Work With Us
Guide to accessing the Centre
The key steps involved in the initiation of a study, incorporation of Centre-specific information into applications for funding and ethical approval, and performance of the study are:
- Contact our CIVI Admin staff with your study expression of interest and a Costings Request form will be provided to you.
- Discuss your project plans with Dr David Cousins or Dr Pete Thelwall, if required.
- If your study is accepted, study costs will be finalised and relevant information provided to you for your ethics application; it is our policy that scanner safety information provided by our MR physics team is incorporated into applications for ethical approval.
- Submit your grant application and ethics application and notify the Centre of successful funding and ethical approval.
- Your study is registered with us once all approvals are in place.
- Schedule your study scans and attend MR safety training, if applicable.

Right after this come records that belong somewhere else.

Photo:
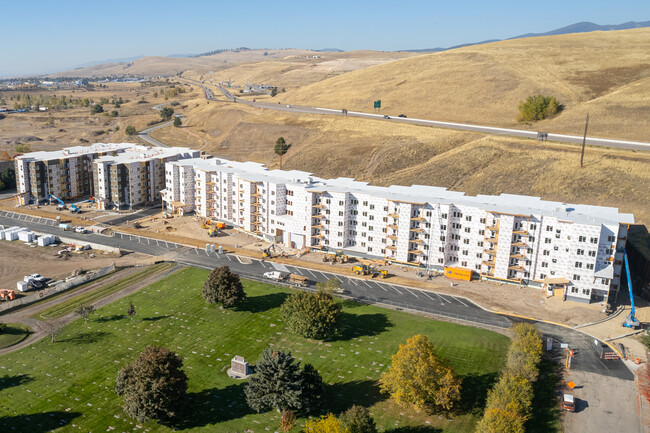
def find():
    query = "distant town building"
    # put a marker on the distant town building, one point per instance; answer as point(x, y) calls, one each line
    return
point(116, 174)
point(516, 239)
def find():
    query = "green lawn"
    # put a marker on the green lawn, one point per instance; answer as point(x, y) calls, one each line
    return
point(13, 333)
point(88, 298)
point(68, 385)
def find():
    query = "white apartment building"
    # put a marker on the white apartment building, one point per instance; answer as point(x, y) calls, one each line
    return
point(116, 174)
point(516, 239)
point(135, 176)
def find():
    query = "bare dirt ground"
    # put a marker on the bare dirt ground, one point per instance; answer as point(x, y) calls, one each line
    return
point(40, 329)
point(18, 260)
point(598, 398)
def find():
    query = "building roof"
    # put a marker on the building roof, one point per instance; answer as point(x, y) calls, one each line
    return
point(143, 153)
point(75, 151)
point(504, 203)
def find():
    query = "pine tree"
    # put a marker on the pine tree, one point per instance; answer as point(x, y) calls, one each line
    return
point(312, 388)
point(277, 383)
point(223, 286)
point(153, 386)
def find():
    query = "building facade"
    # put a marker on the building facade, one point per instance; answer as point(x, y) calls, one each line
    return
point(74, 172)
point(516, 239)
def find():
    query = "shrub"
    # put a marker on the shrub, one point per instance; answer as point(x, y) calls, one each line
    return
point(312, 315)
point(537, 108)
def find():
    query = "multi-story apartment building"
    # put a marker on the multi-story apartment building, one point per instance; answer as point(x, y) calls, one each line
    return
point(134, 177)
point(65, 173)
point(517, 239)
point(120, 174)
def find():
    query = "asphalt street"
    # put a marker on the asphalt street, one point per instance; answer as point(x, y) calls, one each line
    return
point(564, 138)
point(361, 289)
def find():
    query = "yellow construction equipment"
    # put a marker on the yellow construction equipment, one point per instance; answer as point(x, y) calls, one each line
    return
point(369, 270)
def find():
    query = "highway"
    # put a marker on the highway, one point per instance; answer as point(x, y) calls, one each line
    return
point(563, 138)
point(382, 292)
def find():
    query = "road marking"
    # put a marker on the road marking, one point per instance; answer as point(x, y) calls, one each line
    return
point(410, 291)
point(458, 299)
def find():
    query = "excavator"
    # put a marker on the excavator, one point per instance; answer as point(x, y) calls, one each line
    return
point(337, 257)
point(630, 321)
point(369, 270)
point(268, 252)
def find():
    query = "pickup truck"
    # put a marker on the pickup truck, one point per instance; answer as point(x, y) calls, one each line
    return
point(275, 275)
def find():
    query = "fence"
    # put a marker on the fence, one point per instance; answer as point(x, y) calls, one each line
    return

Details of the documents required to undertake scanning at the Centre can be found in steps in launching a study
Key steps in study imitation
The steps are similar for all CIVI facilities
After making contact, we will ask you to complete Costing Request form in which you will need to outline the nature of the study as well as the facilities you need access to. Details of the stages and documents required are outlined in steps in launching a study. The information you provide will allow the CIVI team to establish whether we have the capacity and capability to support your research. You may wish to speak to one of the physicists or clinicians when completing this form. Once capacity, capability and costings have been agreed, you can proceed with the grant application. If successful, we can support study set up, which includes registration at NMRC, research staff induction and safety training, finalising of MRI sequences and the logistics of scan booking, and clinical room use.
Research scans
NMRC works collaboratively with researchers across a broad range of disciplines, conducting clinical and healthy volunteer research.
We would be happy to discuss any research proposal, from novel development to delivery of established protocols. In any project, it is important that we are consulted early so that we can better assist with study design, development, and conduct. It is particularly important that we are involved before the process of ethics application, to support the correct statements regarding safety and radiology reporting for incidental findings.